Berlin – Was für eine Partie! Schon im siebenten Zug bringt Wladimir Kramnik mit Schwarz spielend in Runde drei eine Neuerung, die sich als absolut tödlich erweist. Auf den ausgetretenen Pfaden der modernen Eröffnungstheorie passiert es nicht mehr oft, dass so früh ein so starker neuer Zug gefunden wird – aber es kommt vor. In diesem Fall zur Unzeit für Lewon Aronjan, der nach dieser Weißniederlage mit 1 aus 3 schon eineinhalb Punkte hinter Kramnik notiert und es nicht leicht haben wird, zurück ins Turnier zu finden.

7…Tg8!

Aber alles der Reihe nach. Die Partie beginnt bereits mit einer Überraschung im allerersten Zug: Aronjan zieht 1. e4, was bei ihm, der sich mit Weiß sonst mehr in Damenbauerneröffnungen oder englischen Gefilden zu Hause fühlt, nicht oft vorkommt. Und Kramnik lässt sich nicht lange bitten. Gestern durfte er sich die "Berliner Mauer" einmal von drüben betrachten, heute möchte er doch wieder gerne dahinter Platz nehmen. Allein, Aronjan hat an diesem Tag keine Lust auf angerührten Beton. Er wählt innerhalb der Spanischen Partie mit 4. d3 eine ruhige Nebenvariante, die sich, eben weil sie das Berlinerische effektiv vermeidet, inzwischen zu einem der Hauptgeleise dieser Eröffnung gemausert hat.

Ein paar Züge lang geht dann alles seinen gewohnten und zigfach gespielten Gang. Bis Aronjan mit 7. h3 eine unmerkliche Schwäche seines Königsflügels verursacht, um dem weißfeldrigen Läufer seines Gegners das Feld g4 zu verwehren. Kramnik antwortet nicht mit einem Entwicklungszug, sondern macht mit 7…Tg8! seine Intentionen nur allzu klar: Der g-Bauer soll brutal vorgestoßen werden. Das Ziel ist der weiße König, der auf der g-Linie durch zwei Bauern hindurch schon den Pesthauch des schwarzen Turmes riechen kann. Aber kann so ein antipositionell anmutendes Konzept aufgehen?

Kramniks Mattangriff

Ab da geht alles sehr schnell, zu schnell für Lewon Aronjan. Zuerst versucht der Weiße seinen König aus der Schusslinie zu nehmen, um dann mit logischen Zügen in der Brettmitte dagegenzuhalten, wie sie schon den ganz kleinen Schachschülern beigebracht werden: Einen Angriff auf dem Flügel soll man mit einem Gegenschlag im Zentrum kontern, so will es der Katechismus des Spiels.

Aber an diesem Tag in Berlin helfen weder Faustregeln noch der Glaube an positionelle Gesetze.

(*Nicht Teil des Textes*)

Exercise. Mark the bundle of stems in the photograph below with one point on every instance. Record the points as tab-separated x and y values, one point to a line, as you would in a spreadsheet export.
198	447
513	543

Mit einem Kraftzug nach dem anderen öffnet Kramnik die Schleusen zum weißen König, seinen eigenen Monarchen braucht er nicht einmal aus der Mitte zu evakuieren. Weiß ist einfach zu unterentwickelt und schafft es nicht rechtzeitig, seine am Damenflügel auf ihren Startfeldern lungernden Figuren ins Spiel zu bringen. Schon nach zwanzig Zügen steht das Ergebnis der Partie im Grunde fest, der schwarze Angriff ist unwiderstehlich. Aronjan spielt kopfschüttelnd noch ein paar lustlose Verteidigungszüge, dann gibt er sich geschlagen – kurz bevor er mattgesetzt würde.

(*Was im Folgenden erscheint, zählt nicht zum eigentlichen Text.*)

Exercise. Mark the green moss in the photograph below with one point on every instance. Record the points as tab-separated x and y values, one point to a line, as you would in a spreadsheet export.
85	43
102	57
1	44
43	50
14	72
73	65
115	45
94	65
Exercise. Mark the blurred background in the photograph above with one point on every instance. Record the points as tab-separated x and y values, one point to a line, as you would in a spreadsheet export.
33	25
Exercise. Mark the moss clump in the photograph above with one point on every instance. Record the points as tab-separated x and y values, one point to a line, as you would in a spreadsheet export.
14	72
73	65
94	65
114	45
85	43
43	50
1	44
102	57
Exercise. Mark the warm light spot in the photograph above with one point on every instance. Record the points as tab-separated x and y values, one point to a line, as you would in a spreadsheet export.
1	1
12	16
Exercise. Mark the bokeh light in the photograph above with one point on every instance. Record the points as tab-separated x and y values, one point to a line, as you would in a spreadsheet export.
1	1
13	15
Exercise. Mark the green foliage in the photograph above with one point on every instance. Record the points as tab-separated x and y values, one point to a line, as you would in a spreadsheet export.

"Ich habe diesen Zug (7…Tg8, Anm.) vor vielen Jahren gefunden und ausführlich analysiert", erklärt Kramnik bei der Pressekonferenz nach der Partie, während Aronjan frustriert schweigt. "Aber ich hätte niemals damit gerechnet, ihn in einer so wichtigen Partie ausgerechnet gegen Lewon anbringen zu können, der ja kaum 1. e4 spielt. Ich dachte, dass ich diese Neuerung vielleicht eines Tages gegen Carlsen oder Anand spielen könnte. Das war heute großes Glück für mich. Ich konnte mich kaum an konkrete Varianten erinnern, aber die Stellung spielt sich für Schwarz sehr leicht und für Weiß sehr, sehr schwer."

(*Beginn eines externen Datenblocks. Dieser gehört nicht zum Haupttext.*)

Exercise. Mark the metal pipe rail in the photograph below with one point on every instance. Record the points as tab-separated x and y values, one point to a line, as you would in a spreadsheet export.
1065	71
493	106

Das Understatement des Siegers machte Aronjan sichtlich auch keine bessere Laune. Wladimir Kramnik jedenfalls hält nach seinem zweiten Sieg im Turnier nunmehr bei 2½ aus 3.

Von Marshall bis Najdorf

Die Dramatik eines solchen Schwarzsieges in der Partie zwischen den beiden Topfavoriten ist von den drei anderen Partien an diesem Tag natürlich kaum zu erreichen. Wesley So tut in seiner ersten Weißpartie das, was ihm wohl jeder nach seinen beiden Auftaktniederlagen geraten hätte: Er produziert ein solides Remis gegen Ding Lirens Marshall-Gambit, um wenigstens einmal anzuschreiben.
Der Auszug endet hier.